它就是那个厨子。而且是人类历史上最好的厨子——不知疲倦,什么菜系都会,半夜三点把它叫起来,它也立刻起灶生火。

亚当·斯密讲分工,一根针拆成十八道工序,效率翻几十倍。流水线干的事,就是把"做一件完整的东西",拆成"重复一个动作"。但无论怎么拆,每一道工序背后,还站着一个活人。

AI 是分工史上第一次,把"人"从工序里整个抽走的那一刀。

它不只是更快的工具。锤子再好,也得你抡。AI 不一样——你给它一个目标,它能自己把中间那一百步走完,把成品端到你面前。

到这里,都很好。这正是庄子说的:庖人治庖,厨子就该把饭做好。让 AI 去执行,去做那些又脏又累又重复的活,天经地义。

诱惑,也正是从这里开始的。

三、可以让的,和不可让的

当一个厨子好到这个地步,你会忍不住,把越来越多的事推给他。

而且你会发现一件可怕的事:他什么都接得住。

你让他写方案,他写;你让他判断哪个方案更好,他给你排了序;你让他决定要不要上这个项目,他连"建议立即推进"四个字,都替你写好了。

刀越快,越想把所有切的活儿都交出去。

这里需要一把尺子。我把一件事,拆成三层——

第一层,执行:把饭做出来。

第二层,判断:这顿饭该咸该淡,为谁的口味而调。

第三层,担责:这顿饭吃出问题,谁站出来认。

第一层,尽管交给厨子,交得越多越好,这是 AI 的主场。

但第二层和第三层,是你的樽俎。是那道线——尸祝一旦跨过去,他就不再是主持祭礼的人,只是一个站在供桌后面看热闹的闲人。

让渡执行,可以。

让渡主体性,不行。

四、越界的那只手,是你自己的

讲到这,很多人会停在一句话上:"AI 要抢人的工作了。"

这只对了一半。

更危险的事实是:在真正要紧的那两层上,AI 从来抢不走你的位置——是你自己,把樽俎双手递了过去。

厨子再强,他不会主动跨过供桌。是尸祝自己撂下祭礼的家伙,凑过去说:"这饭你也一起做了吧,反正你做得比我好。"

你让 AI 写方案,这是它做饭。

你看都不看,就把它"建议立即推进"那几个字抄进汇报、签上自己的名字——这一刻,越俎的不是 AI,是你。

AI 没有野心。它不想要你的天下。它甚至不知道"天下"是什么。

它只是有求必应。你递什么,它接什么。
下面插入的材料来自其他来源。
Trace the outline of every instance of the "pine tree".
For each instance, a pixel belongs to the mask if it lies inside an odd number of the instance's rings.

你把判断递过去,它就替你判断;你把方向递过去,它就替你定方向。它接得那么自然、那么顺滑,以至于你根本感觉不到,自己刚刚交出去的,是什么。

名者,实之宾也。
《庄子·逍遥游》

许由说,名是实的宾客、是影子。今天反过来读,更刺心:当你把判断交出去,你保留下来的那个"决定者"的名头,就成了一个空壳——名还挂在你头上,实,已经搬走了。

你以为你还坐在主位上。其实主位上坐着的,是一行被你照单全收的默认输出。

五、这顿饭,为谁而做

我在硅谷做过推荐系统。推荐系统是什么?是一个超级厨子,它比你更清楚你爱吃哪一口,然后不停地,把那道菜端上来。
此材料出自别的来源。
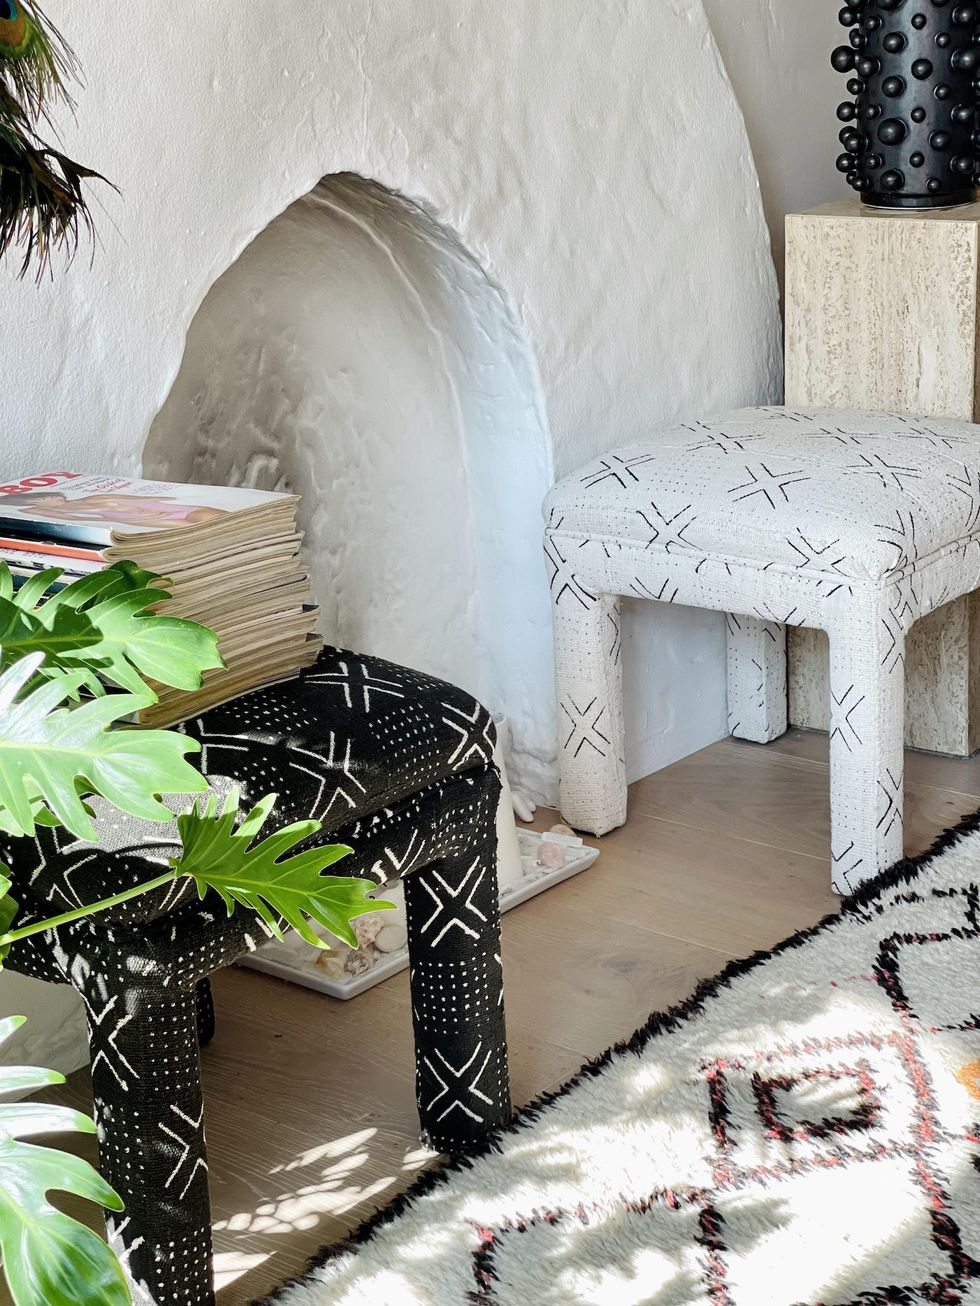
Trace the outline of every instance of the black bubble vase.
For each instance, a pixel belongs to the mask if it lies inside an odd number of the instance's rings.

它能做出无数桌好菜。但它永远回答不了一个问题:这桌菜,到底为谁而摆。

是为了让用户多停留三十秒,还是为了让他放下手机、去过真实的日子?是为了今晚那条好看的数据,还是为了这个人五年以后,会不会感谢你?

这个问题,没有任何模型能替你回答。因为它不是一道"哪个更好"的计算题,它是一道"我要什么"的价值题。计算题有最优解,价值题没有,价值题只有立场。

把做饭交给 AI,没问题。

问题是,别让它替你决定,这顿饭为谁而做。

讲到价值判断,很多人觉得自己守得挺好——"方向我自己定,AI 只管执行。"

这又只对了一半。

更深一层的危险是:你那个"方向",正在被厨子端上来的菜单,悄悄地框死。

它给你三个选项,你在三个里挑一个,挑得很认真,感觉自己做了判断。但那第四个、那个真正属于你的、出格的、不在任何训练数据里的选项,你已经想不起来了。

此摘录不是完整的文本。